Welcome, let me introduce myself, my name is Terry Lewis and I am currently the Queensland Operations Supervisor/Manager for Techenomics Australia which I have been for the past 3 years. I have worked for the company for the past 6 years starting out as a Field Technician in The Hunter Valley NSW, servicing various mines, in Oil Sample Extraction, Pumping Grease, I have also spent some time working in our Lab in Singleton.

Having worked in the transport Industry for many years I know the importance of keeping machinery reliable and working, so the opportunity to work in this field was very exciting to me and still is today as I see the benefits of the work we carry out on a daily basis.
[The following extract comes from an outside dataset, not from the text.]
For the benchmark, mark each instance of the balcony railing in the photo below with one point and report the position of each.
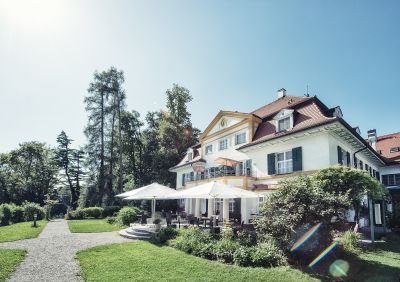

When I took on the job in Queensland, the main focus for my work has been the magnetic plugs and as they say a picture is worth a thousand words. Over the last few years I have worked with BMA Blackwater to develop a better program and system of reporting, which you will see further on. Since I took over this role I have come across a large number of magnetic plugs that if otherwise had gone unchecked, would have cost the company tens of thousands of dollars - not just in failed components but also in lost production time. Instead, the discovery of these contaminated plugs allow for the planners to schedule work to be carried out on the particular component which is illustrated below.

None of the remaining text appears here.